IT Automation in Government: Breaking Down What You Need to Know

The way government manages and supports its IT efforts hasn’t changed in nearly three decades. Many agencies and IT departments struggle mightily with legacy technology and tight budgets, innovation in terms of managing networks is hard to come by. This can negatively affect government in a variety of ways – it makes it difficult to modernize, transform digitally, and offer citizens the services they need.

One solution that can help governments at all levels with their network management and digital transformations is IT automation. At its core, IT automation can replace manual labor currently carried out by IT administrators and other personnel. Automation technology can improve current processes, migrate applications for better optimization and provide a single language for DevOps practices across your organization.

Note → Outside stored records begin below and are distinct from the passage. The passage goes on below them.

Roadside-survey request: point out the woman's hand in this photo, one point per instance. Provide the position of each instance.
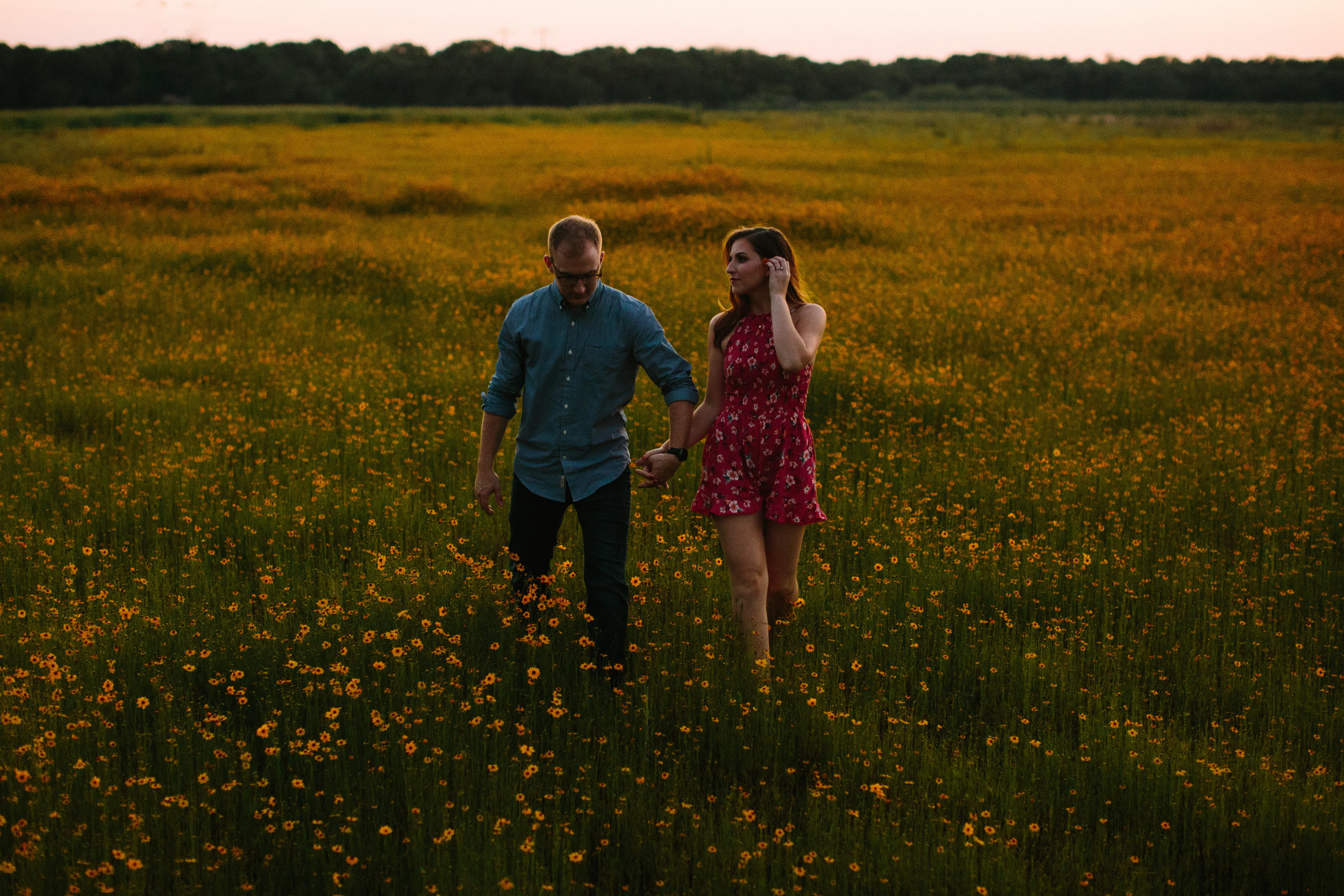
(778, 275)
(644, 457)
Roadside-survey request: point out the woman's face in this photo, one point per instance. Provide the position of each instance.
(746, 269)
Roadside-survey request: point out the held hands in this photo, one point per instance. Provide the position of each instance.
(777, 270)
(488, 484)
(656, 467)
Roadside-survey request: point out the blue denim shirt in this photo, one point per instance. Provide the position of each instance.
(576, 370)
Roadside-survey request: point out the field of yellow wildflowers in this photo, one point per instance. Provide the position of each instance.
(1074, 620)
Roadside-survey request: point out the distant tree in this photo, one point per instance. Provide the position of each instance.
(482, 73)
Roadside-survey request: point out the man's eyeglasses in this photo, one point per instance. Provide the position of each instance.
(573, 280)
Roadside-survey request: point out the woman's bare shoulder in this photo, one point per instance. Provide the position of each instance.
(810, 312)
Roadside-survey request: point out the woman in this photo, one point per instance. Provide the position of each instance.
(759, 478)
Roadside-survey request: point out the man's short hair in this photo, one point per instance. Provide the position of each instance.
(573, 233)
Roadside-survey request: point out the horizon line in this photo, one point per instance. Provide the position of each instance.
(1108, 58)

Networks are integral parts of IT enterprises, yet true automation of the network stack is nearly nonexistent in government. When organizations are automating networks, they’re using proprietary vendor-specific tooling that requires significant training to use. Long, detailed and complex Methods of Procedure (MOPs) have to be manually managed, and often result in delays and reduced organizational agility.

But it doesn’t have to be this way, and that’s why Red Hat has partnered with GovLoop to create this pocket guide to IT automation in the public sector. To truly unleash government innovation, the public sector must turn to automation. When repetitive labor and processes are solved by deploying automation technologies, then and only then will IT managers truly have the needed freedom to spend more time exploring and adopting new technologies, rather than spending their time keeping the lights on.